WinRAR Vulnerability CVE-2025-6218

The U.S. Cybersecurity and Infrastructure Security Agency (CISA) has formally added a security flaw in the WinRAR file archiver and compression utility to its Known Exploited Vulnerabilities (KEV) catalog. The agency cited evidence that the vulnerability is actively being exploited in the wild, raising concerns for organizations and individual users alike.

The flaw, tracked as CVE-2025-6218 with a CVSS score of 7.8, is a path traversal vulnerability that allows an attacker to execute code in the context of the current user. Successful exploitation requires that the target either visit a malicious website or open a specially crafted file.

Details of the Flaw and Patch Status

RARLAB addressed this vulnerability in WinRAR 7.12, released in June 2025. The flaw affects Windows-based builds only; versions for Unix, Android, and other platforms remain unaffected.

The vulnerability enables attackers to place files in sensitive system locations, such as the Windows Startup folder, potentially triggering unintended code execution upon the next system login.

Threat Actor Activity

Multiple cybersecurity reports indicate that CVE-2025-6218 has been exploited by three distinct threat actors:

• GOFFEE (Paper Werewolf)
• Bitter (APT-C-08 / Manlinghua)
• Gamaredon
• GOFFEE Campaigns

In July 2025, GOFFEE allegedly combined CVE-2025-6218 with CVE-2025-8088, another high-severity WinRAR path traversal vulnerability (CVSS score 8.8), to target organizations via phishing emails. These attacks suggest a coordinated and sophisticated effort to compromise corporate environments.

Bitter APT Exploitation

Bitter, a South Asia-focused APT group, weaponized the vulnerability to maintain persistence on compromised systems and deploy a C# trojan using a lightweight downloader. The attack involves a RAR archive named Provision of Information for Sectoral for AJK.rar, containing a benign Word document and a malicious macro template.

Key mechanics of the attack include:

• Dropping Normal.dotm into Microsoft Word’s global template path, ensuring the macro executes automatically every time Word is opened.
• Bypassing standard email macro protections for documents received post-compromise.
• Enabling the trojan to contact an external C2 server at johnfashionaccess.com, facilitating keylogging, screenshot capture, RDP credential theft, and file exfiltration.

These archives are primarily distributed through spear-phishing campaigns.

Gamaredon Exploitation

The Russian-affiliated Gamaredon group has also leveraged CVE-2025-6218 in phishing campaigns targeting Ukrainian military, governmental, political, and administrative entities. The malware, dubbed Pteranodon, was first observed in November 2025.

Evidence indicates this is not an opportunistic activity. It represents structured, military-oriented espionage and sabotage, likely coordinated by Russian state intelligence. Additionally, Gamaredon has abused CVE-2025-8088 to deliver Visual Basic Script malware and deploy a destructive wiper named GamaWiper, marking the group’s first observed transition from espionage to destructive operations.

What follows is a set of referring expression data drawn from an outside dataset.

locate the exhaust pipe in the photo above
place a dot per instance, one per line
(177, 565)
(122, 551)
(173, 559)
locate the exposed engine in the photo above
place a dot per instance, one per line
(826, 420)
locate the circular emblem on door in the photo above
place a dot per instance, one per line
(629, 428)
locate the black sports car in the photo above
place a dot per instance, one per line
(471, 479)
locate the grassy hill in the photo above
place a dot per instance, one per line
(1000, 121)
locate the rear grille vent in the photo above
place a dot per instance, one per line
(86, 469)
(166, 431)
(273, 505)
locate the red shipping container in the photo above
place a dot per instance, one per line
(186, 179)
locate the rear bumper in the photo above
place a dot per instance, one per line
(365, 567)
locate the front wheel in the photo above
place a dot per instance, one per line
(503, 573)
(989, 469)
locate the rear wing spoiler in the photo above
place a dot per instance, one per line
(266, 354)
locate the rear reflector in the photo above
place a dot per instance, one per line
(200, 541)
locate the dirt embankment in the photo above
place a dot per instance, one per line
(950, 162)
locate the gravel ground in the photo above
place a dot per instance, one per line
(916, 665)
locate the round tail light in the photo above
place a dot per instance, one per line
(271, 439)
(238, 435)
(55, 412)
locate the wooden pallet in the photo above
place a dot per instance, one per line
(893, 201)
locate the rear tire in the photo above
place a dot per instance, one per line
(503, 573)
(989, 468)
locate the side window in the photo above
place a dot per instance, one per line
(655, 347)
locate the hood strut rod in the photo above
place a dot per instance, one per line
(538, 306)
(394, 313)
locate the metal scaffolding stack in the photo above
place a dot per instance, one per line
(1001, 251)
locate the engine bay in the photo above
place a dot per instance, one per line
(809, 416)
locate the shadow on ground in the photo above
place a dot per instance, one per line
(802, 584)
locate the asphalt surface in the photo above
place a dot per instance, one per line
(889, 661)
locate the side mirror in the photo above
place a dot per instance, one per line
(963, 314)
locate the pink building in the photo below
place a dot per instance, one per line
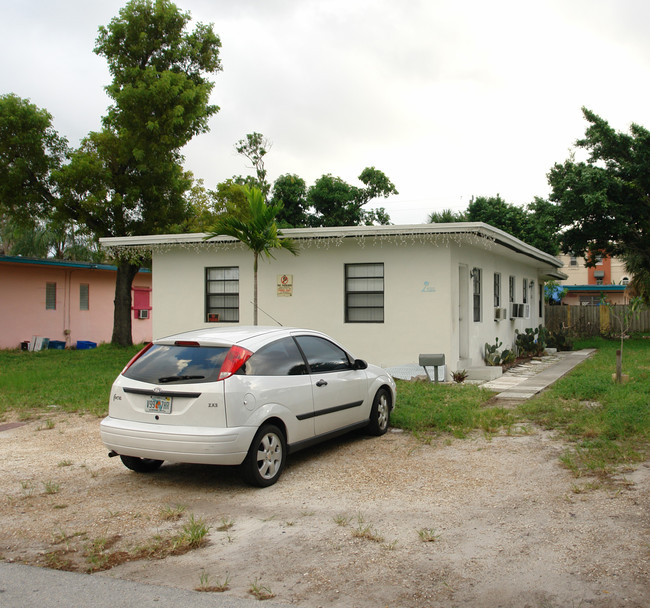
(66, 301)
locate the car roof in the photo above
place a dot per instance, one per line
(251, 337)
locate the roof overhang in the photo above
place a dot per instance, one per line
(548, 264)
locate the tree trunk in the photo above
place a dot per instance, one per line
(122, 316)
(255, 288)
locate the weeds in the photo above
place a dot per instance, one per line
(342, 520)
(259, 591)
(366, 531)
(428, 535)
(49, 425)
(217, 587)
(194, 533)
(225, 525)
(172, 513)
(51, 487)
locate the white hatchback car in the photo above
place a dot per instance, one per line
(241, 396)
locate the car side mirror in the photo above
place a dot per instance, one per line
(360, 364)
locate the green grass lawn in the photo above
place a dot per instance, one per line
(606, 424)
(74, 380)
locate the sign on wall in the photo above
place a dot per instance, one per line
(285, 285)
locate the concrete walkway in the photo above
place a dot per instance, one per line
(524, 381)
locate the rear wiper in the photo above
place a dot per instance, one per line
(178, 378)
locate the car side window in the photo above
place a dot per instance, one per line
(322, 355)
(279, 358)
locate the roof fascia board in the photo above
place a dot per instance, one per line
(470, 228)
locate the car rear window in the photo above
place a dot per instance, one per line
(163, 364)
(280, 358)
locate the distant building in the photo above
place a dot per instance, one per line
(587, 286)
(66, 301)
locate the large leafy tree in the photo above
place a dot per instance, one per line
(254, 147)
(337, 203)
(291, 191)
(533, 224)
(259, 232)
(127, 179)
(31, 152)
(602, 204)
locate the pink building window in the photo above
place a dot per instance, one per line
(141, 302)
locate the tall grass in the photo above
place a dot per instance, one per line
(423, 407)
(608, 424)
(74, 380)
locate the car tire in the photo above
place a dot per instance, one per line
(265, 460)
(141, 465)
(380, 413)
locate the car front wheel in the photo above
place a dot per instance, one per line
(140, 465)
(380, 413)
(266, 457)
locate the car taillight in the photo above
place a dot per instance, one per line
(235, 358)
(134, 359)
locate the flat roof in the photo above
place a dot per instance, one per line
(19, 259)
(479, 229)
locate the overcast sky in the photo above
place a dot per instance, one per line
(450, 98)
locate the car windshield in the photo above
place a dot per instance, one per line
(163, 364)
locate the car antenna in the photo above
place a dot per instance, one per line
(267, 314)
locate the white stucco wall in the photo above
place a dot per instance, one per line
(421, 307)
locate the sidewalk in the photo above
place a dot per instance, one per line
(524, 381)
(26, 586)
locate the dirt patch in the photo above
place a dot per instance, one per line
(361, 522)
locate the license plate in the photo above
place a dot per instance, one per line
(160, 405)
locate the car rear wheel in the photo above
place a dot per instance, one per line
(380, 413)
(140, 465)
(266, 457)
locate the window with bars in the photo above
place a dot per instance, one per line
(84, 292)
(50, 296)
(476, 282)
(222, 294)
(364, 293)
(524, 291)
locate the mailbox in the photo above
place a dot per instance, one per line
(435, 361)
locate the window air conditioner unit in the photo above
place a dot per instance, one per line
(516, 310)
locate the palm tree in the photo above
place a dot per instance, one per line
(259, 232)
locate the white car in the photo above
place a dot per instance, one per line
(241, 396)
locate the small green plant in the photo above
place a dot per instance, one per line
(459, 376)
(532, 342)
(366, 531)
(48, 425)
(225, 525)
(259, 591)
(217, 587)
(194, 533)
(560, 339)
(172, 512)
(51, 487)
(342, 520)
(428, 535)
(494, 357)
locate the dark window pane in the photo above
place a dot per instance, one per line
(169, 364)
(280, 358)
(322, 355)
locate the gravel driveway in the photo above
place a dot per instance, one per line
(358, 522)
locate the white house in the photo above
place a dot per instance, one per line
(389, 293)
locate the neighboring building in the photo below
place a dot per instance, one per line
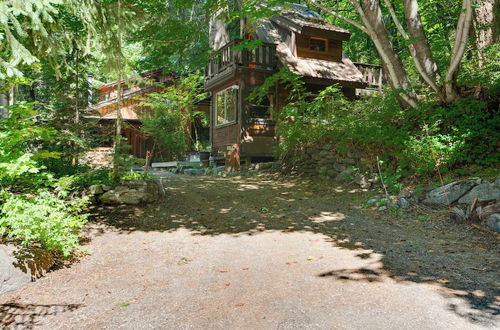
(298, 40)
(132, 111)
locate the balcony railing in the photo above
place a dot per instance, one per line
(262, 57)
(373, 74)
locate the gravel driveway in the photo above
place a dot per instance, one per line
(266, 253)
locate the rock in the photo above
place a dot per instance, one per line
(450, 193)
(493, 222)
(96, 189)
(362, 181)
(332, 173)
(133, 193)
(403, 203)
(264, 166)
(21, 266)
(484, 192)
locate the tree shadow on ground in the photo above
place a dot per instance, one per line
(416, 246)
(26, 316)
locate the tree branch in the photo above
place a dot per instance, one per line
(337, 15)
(414, 53)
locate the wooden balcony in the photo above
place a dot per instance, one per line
(229, 57)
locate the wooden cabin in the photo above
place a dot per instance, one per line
(132, 110)
(297, 39)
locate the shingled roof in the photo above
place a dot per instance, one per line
(344, 71)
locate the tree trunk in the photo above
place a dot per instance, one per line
(371, 15)
(118, 133)
(74, 161)
(483, 24)
(458, 51)
(422, 51)
(119, 119)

Takeaways for Security Teams

Organizations and security teams should prioritize the following actions:

• Ensure all Windows systems running WinRAR are updated to version 7.12 or later.
• Remain vigilant against phishing campaigns, particularly spear-phishing emails containing RAR archives or Word documents.
• Monitor for suspicious activity indicative of persistent backdoors, keylogging, or C2 communication attempts.
• Recognize that state-sponsored actors may combine multiple vulnerabilities for targeted attacks.

Proactive patching, email security hygiene, and endpoint monitoring are critical to mitigating these advanced threats and limiting the operational impact of exploited vulnerabilities like CVE-2025-6218.